S3 Key Not Present Immediatly After Listing

I'm using Python and boto3 to work with S3.

I'm listing an S3 bucket and filtering by a prefix:

bucket = s3.Bucket(config.S3_BUCKET)
for s3_object in bucket.objects.filter(Prefix="0000-00-00/", Delimiter="/"):

This gives me an iterable of S3 objects.

If I print the object I see:

s3.ObjectSummary(bucket_name='validation', key=u'0000-00-00/1463665359.Vfc01I205aeM627249')

When I go to get the body though I get an exception:

content = s3_object.get()["Body"].read()

botocore.exceptions.ClientError: An error occurred (NoSuchKey) when
calling the GetObject operation: The specified key does not exist.

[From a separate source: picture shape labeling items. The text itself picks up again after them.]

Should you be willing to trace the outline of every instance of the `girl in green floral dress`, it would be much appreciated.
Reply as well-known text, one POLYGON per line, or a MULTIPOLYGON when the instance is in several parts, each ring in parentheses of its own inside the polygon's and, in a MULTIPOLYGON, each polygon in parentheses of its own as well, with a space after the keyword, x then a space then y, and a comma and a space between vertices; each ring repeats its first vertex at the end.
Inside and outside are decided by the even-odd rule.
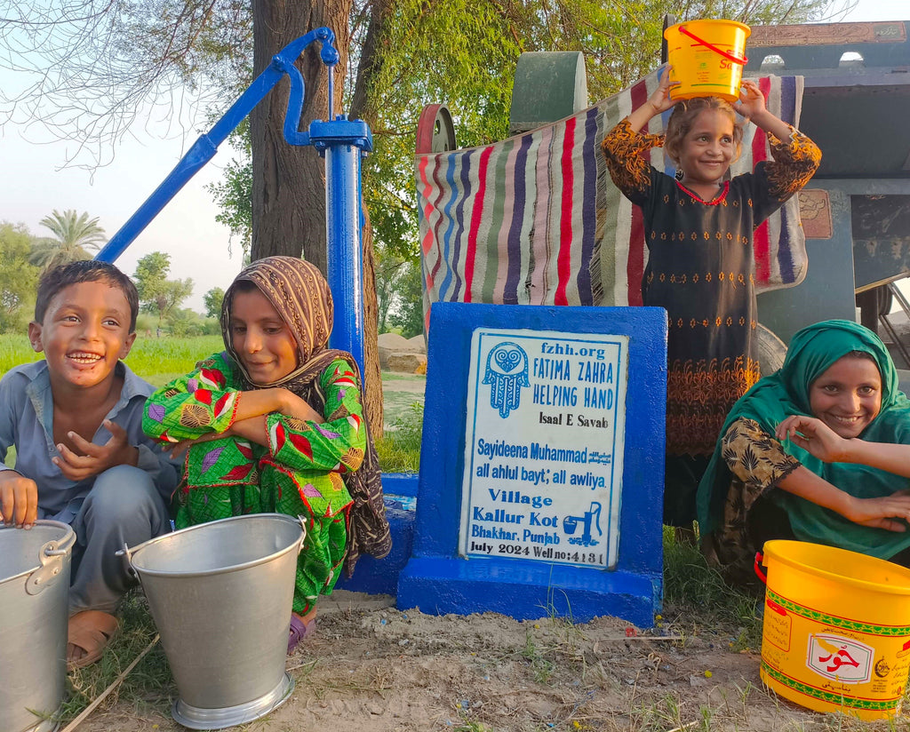
POLYGON ((313 627, 347 557, 390 547, 376 452, 353 357, 327 347, 325 278, 288 256, 259 260, 225 294, 226 351, 149 397, 143 428, 187 450, 176 526, 248 513, 308 520, 288 653, 313 627))

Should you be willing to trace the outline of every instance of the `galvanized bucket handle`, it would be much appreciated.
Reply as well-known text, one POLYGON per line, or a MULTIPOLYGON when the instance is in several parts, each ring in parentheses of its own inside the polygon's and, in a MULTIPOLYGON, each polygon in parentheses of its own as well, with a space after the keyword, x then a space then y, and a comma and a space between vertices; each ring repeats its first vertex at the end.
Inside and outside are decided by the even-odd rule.
POLYGON ((76 534, 71 532, 62 541, 52 539, 38 549, 38 562, 41 563, 41 567, 32 572, 25 580, 26 593, 38 595, 54 584, 57 576, 63 571, 64 557, 73 548, 75 543, 76 534))
POLYGON ((309 521, 309 518, 305 516, 303 514, 298 514, 297 520, 299 522, 300 528, 303 530, 303 536, 300 536, 300 544, 297 547, 297 553, 299 554, 303 551, 303 542, 307 540, 307 523, 309 521))
MULTIPOLYGON (((298 514, 297 516, 297 521, 300 525, 300 543, 297 546, 297 553, 299 554, 303 551, 303 542, 307 538, 307 524, 309 521, 308 516, 298 514)), ((130 576, 135 579, 138 580, 139 584, 142 584, 142 576, 136 571, 136 567, 133 567, 133 552, 129 548, 126 542, 124 542, 123 548, 117 549, 115 554, 117 557, 123 557, 126 559, 126 571, 129 572, 130 576)))
POLYGON ((129 574, 133 579, 136 579, 142 584, 142 577, 139 577, 139 573, 136 571, 136 567, 133 567, 133 552, 129 550, 129 546, 126 542, 123 543, 123 548, 117 549, 114 554, 117 557, 124 557, 126 559, 126 572, 129 574))

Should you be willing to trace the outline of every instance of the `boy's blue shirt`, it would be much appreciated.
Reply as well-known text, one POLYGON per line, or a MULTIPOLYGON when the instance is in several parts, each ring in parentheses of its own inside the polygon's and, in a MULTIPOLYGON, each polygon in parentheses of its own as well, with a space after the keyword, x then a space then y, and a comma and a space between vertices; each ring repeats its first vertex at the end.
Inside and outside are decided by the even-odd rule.
MULTIPOLYGON (((139 450, 137 467, 152 476, 167 502, 177 487, 181 468, 142 431, 142 410, 155 388, 122 361, 116 368, 123 376, 123 388, 106 418, 126 431, 129 444, 139 450)), ((15 446, 15 470, 38 486, 38 518, 70 523, 95 477, 76 483, 65 477, 51 462, 59 456, 54 442, 53 418, 54 400, 46 361, 15 366, 0 379, 0 456, 5 461, 10 446, 15 446)), ((102 425, 95 435, 82 436, 104 445, 111 434, 102 425)), ((4 462, 0 470, 4 469, 13 468, 4 462)))

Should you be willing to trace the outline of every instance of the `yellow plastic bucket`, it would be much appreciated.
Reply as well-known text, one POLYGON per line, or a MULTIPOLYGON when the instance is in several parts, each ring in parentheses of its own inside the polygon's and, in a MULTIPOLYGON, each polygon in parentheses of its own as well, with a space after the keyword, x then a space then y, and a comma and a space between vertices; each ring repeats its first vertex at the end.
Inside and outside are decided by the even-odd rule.
POLYGON ((802 541, 766 542, 762 561, 762 681, 819 712, 899 714, 910 668, 910 570, 802 541))
POLYGON ((745 39, 752 29, 734 20, 690 20, 663 31, 667 60, 672 69, 670 98, 720 96, 739 99, 745 65, 745 39))

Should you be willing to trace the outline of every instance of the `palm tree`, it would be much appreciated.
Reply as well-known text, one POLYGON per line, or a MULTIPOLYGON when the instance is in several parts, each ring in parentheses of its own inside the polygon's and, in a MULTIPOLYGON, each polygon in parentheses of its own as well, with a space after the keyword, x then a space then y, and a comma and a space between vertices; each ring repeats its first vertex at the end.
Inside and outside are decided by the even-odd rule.
POLYGON ((49 228, 56 237, 38 239, 32 246, 29 261, 46 270, 66 262, 91 259, 92 256, 86 250, 96 250, 107 241, 105 230, 98 226, 98 217, 90 219, 85 211, 77 216, 75 209, 61 214, 55 208, 53 214, 38 223, 49 228))

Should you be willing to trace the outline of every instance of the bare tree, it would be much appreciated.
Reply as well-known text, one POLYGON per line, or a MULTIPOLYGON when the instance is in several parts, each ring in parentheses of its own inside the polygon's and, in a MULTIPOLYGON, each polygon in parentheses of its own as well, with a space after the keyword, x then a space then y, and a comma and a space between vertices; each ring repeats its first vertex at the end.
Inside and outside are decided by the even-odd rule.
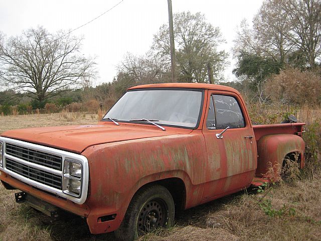
POLYGON ((0 45, 0 78, 39 101, 77 88, 96 74, 93 60, 79 53, 81 41, 63 32, 51 34, 42 27, 10 38, 0 45))
POLYGON ((150 52, 139 56, 127 53, 117 66, 118 75, 126 77, 134 84, 163 82, 164 75, 169 72, 169 68, 165 61, 150 52))
POLYGON ((246 52, 281 64, 314 68, 321 56, 321 0, 265 0, 237 32, 234 55, 246 52))
MULTIPOLYGON (((185 82, 209 82, 210 64, 214 77, 218 80, 227 58, 225 51, 217 50, 219 44, 225 41, 219 28, 207 23, 204 15, 189 12, 174 14, 174 28, 178 78, 185 82)), ((152 47, 157 56, 166 58, 169 62, 169 34, 168 25, 162 25, 154 35, 152 47)))
POLYGON ((309 67, 315 67, 321 56, 321 1, 286 0, 280 6, 288 15, 291 33, 287 37, 304 56, 309 67))

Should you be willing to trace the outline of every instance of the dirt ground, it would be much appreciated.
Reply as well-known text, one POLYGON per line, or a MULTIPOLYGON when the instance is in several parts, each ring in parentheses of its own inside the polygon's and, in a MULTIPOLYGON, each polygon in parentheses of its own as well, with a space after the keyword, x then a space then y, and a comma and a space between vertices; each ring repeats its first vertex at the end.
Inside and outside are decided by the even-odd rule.
MULTIPOLYGON (((17 128, 95 124, 97 115, 63 113, 0 116, 0 133, 17 128)), ((250 189, 178 214, 175 226, 140 240, 320 240, 321 177, 300 177, 267 188, 250 189)), ((112 240, 92 235, 85 220, 66 214, 51 222, 46 215, 15 201, 17 191, 0 187, 0 240, 112 240)))

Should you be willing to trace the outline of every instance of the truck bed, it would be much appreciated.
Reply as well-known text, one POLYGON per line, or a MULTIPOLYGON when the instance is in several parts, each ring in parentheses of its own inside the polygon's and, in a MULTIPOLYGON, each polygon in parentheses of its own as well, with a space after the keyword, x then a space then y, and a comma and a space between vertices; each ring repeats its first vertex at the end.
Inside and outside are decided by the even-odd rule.
MULTIPOLYGON (((302 137, 303 132, 303 127, 305 123, 284 123, 271 125, 253 125, 253 128, 257 142, 267 135, 291 134, 302 137)), ((258 162, 259 161, 258 160, 258 162)), ((261 177, 255 176, 252 182, 252 185, 258 186, 265 182, 269 182, 269 180, 261 177)))
POLYGON ((271 125, 253 125, 253 129, 255 140, 258 142, 261 137, 271 134, 292 134, 302 136, 303 126, 305 123, 284 123, 271 125))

So boto just gave me the key, but then it says it doesn't exist?

This doesn't happen for all keys. Just some. If I search for the invalid key in the AWS console it doesn't find it.

Answer Source

It's safe to assume you are using the 'standard' endpoint. All of this primarily applies to it, and not the regional endpoints. S3 is atomic and eventually consistent. The documentation gives several examples, including this:

A process writes a new object to Amazon S3 and immediately lists keys within its bucket. Until the change is fully propagated, the object might not appear in the list.

Occasionally delays of many hours have been seen, and my anecdata agrees with this statement that well over 99% of the data exists within 2 seconds.

You can enable read-after-write consistency, which "fixes" this, by changing your endpoint from s3.amazonaws.com to s3-external-1.amazonaws.com:

s3client = boto3.client('s3', endpoint_url='s3-external-1.amazonaws.com')